Paul clung to his hand till the last moment, gazing up at him constantly, silently. Marise looked down on the little boy's tanned, freckled, sober face and strained, rapidly winking eyes, and had the intuition, "This is one of the moments Paul will never forget. He will always be able to shut his eyes and see this old Don Quixote setting forth." With a rush of her old, jealous, possessive mother-love, she longed to share this with him and to have him know that she shared it; to put her arms around him and _make him let her in_. But she knew better now. She yearned over him silently, and did not touch him.

"Well, good-bye, Paul," said Mr. Welles, shaking hands with him.

"Well, good-bye," said Paul dryly, setting his jaw hard.

"Oh, this is the day-coach!" cried Eugenia. "Where is the drawing-room car?"

"At the far end," said the conductor with the sweeping gesture of a man used to talking with his arms.

"Good-bye, Mr. Welles," said Eugenia, giving him for an instant a small, pearl-gray hand. "Boa voyage! Good luck!"

"Same to you," said the old gentleman, scrambling up the unswept, cinder-covered steps into the day-coach.

At the front end of the train, the baggage man was tumbling into the express car the fine, leather-covered boxes and the one square trunk.
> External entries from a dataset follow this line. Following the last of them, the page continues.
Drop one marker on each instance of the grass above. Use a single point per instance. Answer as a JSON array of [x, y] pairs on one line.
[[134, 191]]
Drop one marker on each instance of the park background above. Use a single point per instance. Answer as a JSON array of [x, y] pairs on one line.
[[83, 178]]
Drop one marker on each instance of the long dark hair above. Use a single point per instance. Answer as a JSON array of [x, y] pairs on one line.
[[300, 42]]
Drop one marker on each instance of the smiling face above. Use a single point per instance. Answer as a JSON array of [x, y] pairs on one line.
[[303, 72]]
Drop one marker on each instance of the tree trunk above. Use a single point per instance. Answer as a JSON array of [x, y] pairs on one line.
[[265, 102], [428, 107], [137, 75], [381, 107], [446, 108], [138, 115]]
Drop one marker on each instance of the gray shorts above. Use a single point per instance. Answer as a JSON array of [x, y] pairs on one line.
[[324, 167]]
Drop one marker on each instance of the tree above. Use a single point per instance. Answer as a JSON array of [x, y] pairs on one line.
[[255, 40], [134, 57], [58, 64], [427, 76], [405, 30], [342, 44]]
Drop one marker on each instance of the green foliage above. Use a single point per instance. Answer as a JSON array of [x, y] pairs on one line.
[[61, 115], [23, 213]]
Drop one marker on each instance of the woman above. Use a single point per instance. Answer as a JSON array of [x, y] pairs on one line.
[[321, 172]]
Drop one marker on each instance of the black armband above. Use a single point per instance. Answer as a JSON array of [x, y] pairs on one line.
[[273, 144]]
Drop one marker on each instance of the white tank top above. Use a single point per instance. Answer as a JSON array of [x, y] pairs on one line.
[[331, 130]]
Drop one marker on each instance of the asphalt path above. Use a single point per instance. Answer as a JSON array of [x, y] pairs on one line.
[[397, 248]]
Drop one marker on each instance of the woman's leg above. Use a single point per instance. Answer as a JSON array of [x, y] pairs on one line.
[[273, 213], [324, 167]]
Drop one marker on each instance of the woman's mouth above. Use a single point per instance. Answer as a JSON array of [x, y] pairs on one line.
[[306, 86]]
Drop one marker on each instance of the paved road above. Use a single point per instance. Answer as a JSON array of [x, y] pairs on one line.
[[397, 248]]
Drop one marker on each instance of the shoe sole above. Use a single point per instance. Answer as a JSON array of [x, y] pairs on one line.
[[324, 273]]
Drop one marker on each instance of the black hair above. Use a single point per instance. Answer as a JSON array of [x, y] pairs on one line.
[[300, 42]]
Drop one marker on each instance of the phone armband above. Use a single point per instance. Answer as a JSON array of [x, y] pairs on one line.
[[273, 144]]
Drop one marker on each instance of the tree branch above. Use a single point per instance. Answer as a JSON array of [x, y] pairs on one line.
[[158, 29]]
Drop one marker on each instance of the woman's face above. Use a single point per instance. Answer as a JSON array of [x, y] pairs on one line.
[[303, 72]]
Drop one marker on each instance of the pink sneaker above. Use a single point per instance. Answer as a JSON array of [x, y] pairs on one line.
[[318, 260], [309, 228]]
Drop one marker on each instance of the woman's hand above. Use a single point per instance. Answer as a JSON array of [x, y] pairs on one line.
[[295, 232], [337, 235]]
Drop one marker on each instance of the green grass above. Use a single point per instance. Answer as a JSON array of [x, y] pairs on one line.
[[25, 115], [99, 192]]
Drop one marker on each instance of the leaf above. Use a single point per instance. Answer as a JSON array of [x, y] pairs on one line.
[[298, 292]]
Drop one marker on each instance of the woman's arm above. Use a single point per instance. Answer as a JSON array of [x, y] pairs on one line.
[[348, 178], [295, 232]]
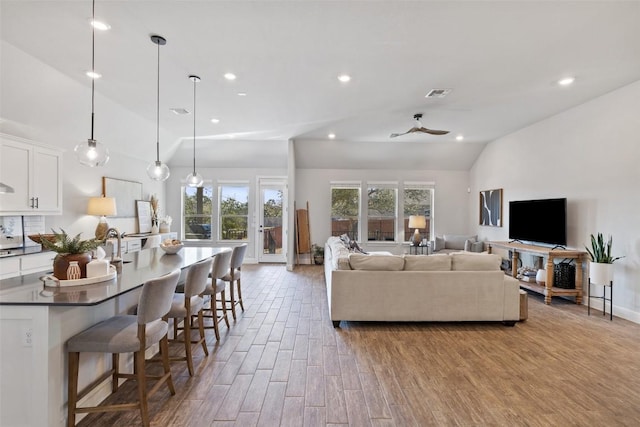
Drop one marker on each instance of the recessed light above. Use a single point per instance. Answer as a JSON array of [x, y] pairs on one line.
[[566, 81], [93, 74], [99, 25]]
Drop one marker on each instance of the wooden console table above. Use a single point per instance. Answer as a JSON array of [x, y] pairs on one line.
[[548, 289]]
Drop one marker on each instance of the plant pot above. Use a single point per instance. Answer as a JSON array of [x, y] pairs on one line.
[[600, 274], [61, 264]]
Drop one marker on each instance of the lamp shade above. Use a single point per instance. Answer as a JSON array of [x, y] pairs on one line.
[[102, 206], [417, 221]]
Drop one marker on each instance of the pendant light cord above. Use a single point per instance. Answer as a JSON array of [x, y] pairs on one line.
[[93, 62], [158, 110], [195, 79]]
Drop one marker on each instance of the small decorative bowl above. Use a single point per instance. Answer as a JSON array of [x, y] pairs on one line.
[[171, 249], [38, 238]]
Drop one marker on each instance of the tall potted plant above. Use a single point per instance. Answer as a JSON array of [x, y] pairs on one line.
[[601, 264], [71, 253]]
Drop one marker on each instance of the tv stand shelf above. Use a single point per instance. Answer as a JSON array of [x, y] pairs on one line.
[[548, 290]]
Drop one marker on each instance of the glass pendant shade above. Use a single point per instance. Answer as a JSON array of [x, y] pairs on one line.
[[158, 171], [194, 180], [92, 153]]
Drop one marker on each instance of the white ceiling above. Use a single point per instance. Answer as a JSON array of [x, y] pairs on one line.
[[501, 59]]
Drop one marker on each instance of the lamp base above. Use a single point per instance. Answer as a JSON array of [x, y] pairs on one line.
[[101, 229]]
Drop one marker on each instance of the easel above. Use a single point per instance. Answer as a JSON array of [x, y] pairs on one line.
[[303, 233]]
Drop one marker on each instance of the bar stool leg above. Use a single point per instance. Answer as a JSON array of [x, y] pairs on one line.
[[72, 393]]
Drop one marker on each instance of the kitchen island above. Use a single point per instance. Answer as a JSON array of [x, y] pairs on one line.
[[36, 321]]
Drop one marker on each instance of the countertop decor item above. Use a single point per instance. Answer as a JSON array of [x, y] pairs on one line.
[[157, 170], [92, 153], [70, 250]]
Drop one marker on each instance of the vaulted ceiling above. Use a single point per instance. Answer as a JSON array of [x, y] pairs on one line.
[[501, 60]]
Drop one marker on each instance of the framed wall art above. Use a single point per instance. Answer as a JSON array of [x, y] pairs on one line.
[[491, 207], [125, 192]]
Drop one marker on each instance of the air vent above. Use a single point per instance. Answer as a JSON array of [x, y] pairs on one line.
[[437, 93]]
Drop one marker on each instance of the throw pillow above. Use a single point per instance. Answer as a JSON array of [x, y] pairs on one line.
[[438, 262], [376, 263]]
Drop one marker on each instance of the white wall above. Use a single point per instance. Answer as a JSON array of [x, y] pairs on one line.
[[588, 154], [450, 205], [41, 104]]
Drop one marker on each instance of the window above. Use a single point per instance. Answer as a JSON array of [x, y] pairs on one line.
[[345, 210], [234, 211], [418, 200], [197, 208], [382, 205]]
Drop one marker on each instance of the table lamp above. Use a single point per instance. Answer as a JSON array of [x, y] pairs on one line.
[[417, 222], [102, 206]]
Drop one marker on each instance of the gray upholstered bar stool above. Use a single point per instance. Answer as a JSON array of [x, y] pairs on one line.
[[215, 286], [233, 278], [126, 334], [188, 304]]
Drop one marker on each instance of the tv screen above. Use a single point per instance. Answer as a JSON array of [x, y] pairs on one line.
[[539, 221]]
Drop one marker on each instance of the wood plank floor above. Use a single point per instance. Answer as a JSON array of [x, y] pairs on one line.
[[283, 364]]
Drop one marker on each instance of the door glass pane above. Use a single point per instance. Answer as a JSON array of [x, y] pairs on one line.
[[272, 221]]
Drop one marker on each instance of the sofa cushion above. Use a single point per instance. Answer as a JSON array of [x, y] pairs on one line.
[[377, 263], [456, 241], [438, 262], [469, 261]]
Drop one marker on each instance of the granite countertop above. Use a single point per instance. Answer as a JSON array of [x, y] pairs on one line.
[[138, 267]]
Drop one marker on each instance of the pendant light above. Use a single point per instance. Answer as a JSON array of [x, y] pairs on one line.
[[92, 153], [194, 179], [157, 170]]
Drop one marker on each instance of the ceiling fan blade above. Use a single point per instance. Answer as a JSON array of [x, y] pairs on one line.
[[433, 132]]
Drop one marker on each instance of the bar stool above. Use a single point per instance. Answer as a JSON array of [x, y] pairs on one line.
[[217, 286], [126, 334], [233, 277], [188, 304]]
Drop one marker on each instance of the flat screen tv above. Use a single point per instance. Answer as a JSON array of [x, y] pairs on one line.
[[539, 221]]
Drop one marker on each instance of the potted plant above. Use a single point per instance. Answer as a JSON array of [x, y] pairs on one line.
[[601, 264], [73, 254], [318, 254]]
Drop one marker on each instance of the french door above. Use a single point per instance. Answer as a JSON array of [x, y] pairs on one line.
[[271, 238]]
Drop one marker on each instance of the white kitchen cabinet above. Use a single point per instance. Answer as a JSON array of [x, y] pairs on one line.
[[35, 173]]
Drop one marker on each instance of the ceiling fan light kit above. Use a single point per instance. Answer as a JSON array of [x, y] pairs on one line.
[[92, 153], [194, 179], [157, 170], [419, 128]]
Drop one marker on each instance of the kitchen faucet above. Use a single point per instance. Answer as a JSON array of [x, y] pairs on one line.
[[117, 261]]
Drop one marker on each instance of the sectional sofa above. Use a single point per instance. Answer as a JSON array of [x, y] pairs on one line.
[[460, 286]]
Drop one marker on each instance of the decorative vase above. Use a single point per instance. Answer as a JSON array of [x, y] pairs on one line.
[[62, 263], [600, 274]]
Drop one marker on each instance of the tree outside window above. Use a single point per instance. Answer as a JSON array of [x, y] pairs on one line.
[[381, 214], [234, 212], [197, 211], [345, 211]]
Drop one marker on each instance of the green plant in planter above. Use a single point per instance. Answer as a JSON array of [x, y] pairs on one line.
[[72, 252], [600, 252]]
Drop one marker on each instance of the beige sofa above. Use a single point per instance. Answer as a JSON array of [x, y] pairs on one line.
[[446, 287]]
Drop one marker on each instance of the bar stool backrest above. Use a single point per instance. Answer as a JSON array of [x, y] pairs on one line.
[[156, 297]]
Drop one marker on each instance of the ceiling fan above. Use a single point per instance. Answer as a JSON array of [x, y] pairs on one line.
[[418, 128]]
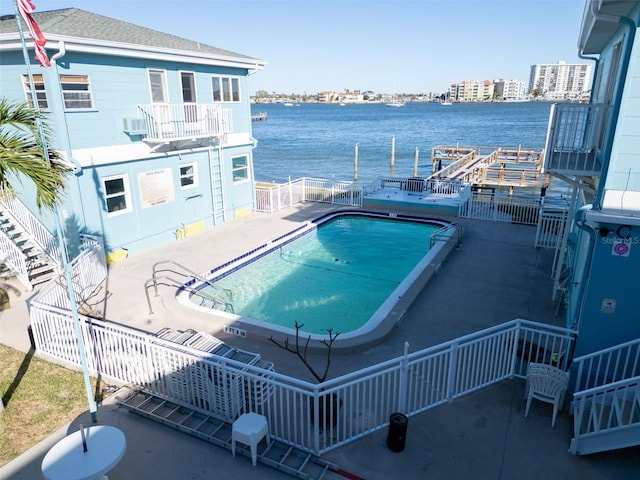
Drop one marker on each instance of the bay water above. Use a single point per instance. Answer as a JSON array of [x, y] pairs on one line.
[[319, 140]]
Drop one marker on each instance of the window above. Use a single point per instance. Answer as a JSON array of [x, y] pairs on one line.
[[188, 83], [188, 176], [235, 89], [158, 84], [217, 89], [225, 89], [116, 191], [41, 94], [240, 168], [76, 92]]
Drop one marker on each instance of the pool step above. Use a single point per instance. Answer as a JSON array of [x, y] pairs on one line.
[[288, 459]]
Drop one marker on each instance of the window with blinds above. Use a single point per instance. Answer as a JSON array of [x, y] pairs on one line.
[[76, 92], [38, 85]]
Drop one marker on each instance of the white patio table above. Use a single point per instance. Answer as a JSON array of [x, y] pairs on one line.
[[67, 459]]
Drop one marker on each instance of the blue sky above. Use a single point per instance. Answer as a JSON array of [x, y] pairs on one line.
[[409, 46]]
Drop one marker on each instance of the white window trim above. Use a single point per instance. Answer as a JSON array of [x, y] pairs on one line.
[[195, 86], [230, 79], [195, 176], [89, 91], [127, 194], [27, 90], [247, 168], [164, 84]]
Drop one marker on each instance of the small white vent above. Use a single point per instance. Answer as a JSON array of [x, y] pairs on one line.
[[135, 126]]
Neale carried Eugenia's two small bags down to the drawing-room car and now handed them to the porter.

The two women kissed each other on both cheeks, hurriedly, as someone cried, "All aboard!"

Eugenia took Neale's outstretched hand. "Good-bye, Neale," she said.

With the porter's aid, she mounted the rubber-covered steps into the mahogany and upholstery of the drawing-room car.

"Good luck, Eugenia! Bon voyage!" called Neale after her.

She did not turn around or look back.

Marise noted that characteristically Eugenia had forgotten Paul. But Paul had forgotten her, too, and was now back near the day-coach searching one window after another.

The conductor signaled widely, the whistle shrieked, the wheels groaned.

Neale drew Marise a little back out of the whirl of dust and stood holding her arm for an instant.

It seemed to Marise as they stood thus, Neale holding her arm, that she caught a last glimpse of Eugenia behind plate-gla.s.s, looking at them gravely, steadily.

Paul suddenly caught sight of Mr. Welles' face at a window, s.n.a.t.c.hed off his cap, and waved it frantically, over and over, long after the train was only an echoing roar from down the tracks.

Then the mountain-silence settled down about them calmly, and they could hear their own hearts beat, and knew the thoughts in their minds.

As they went back to their battered Ford, Marise said thoughtfully, "Somehow I believe that it will be a long time before we see Eugenia again."

Neale permitted himself no comment on this, nor showed the alteration of a line in his face as he stepped into the car and turned on the switch, but Marise cried out to him accusingly, "You might as well say it right out, that you can support life if it is."

Neale laughed a little and put his foot on the starter. "Get in the back seat, Paul," was all he said, as the little boy came up silently from the other side of the station.

He added as they started up the hill road, "First time in my life I was ever sort of sorry for Eugenia. It seemed to me this morning that she was beginning to show her age."

Marise hid the fact that she had had the same idea and opposed, "Eugenia would laugh at that from you, the husband of such a frankly middle-aged thing as I."

Neale was silent for a moment, and then, "You'll always look younger than she. No, not younger, that's not it, at all. It's _living_, you look. I tell you what, she's a cut flower in a vase, that's beginning to wilt, and you're a living plant."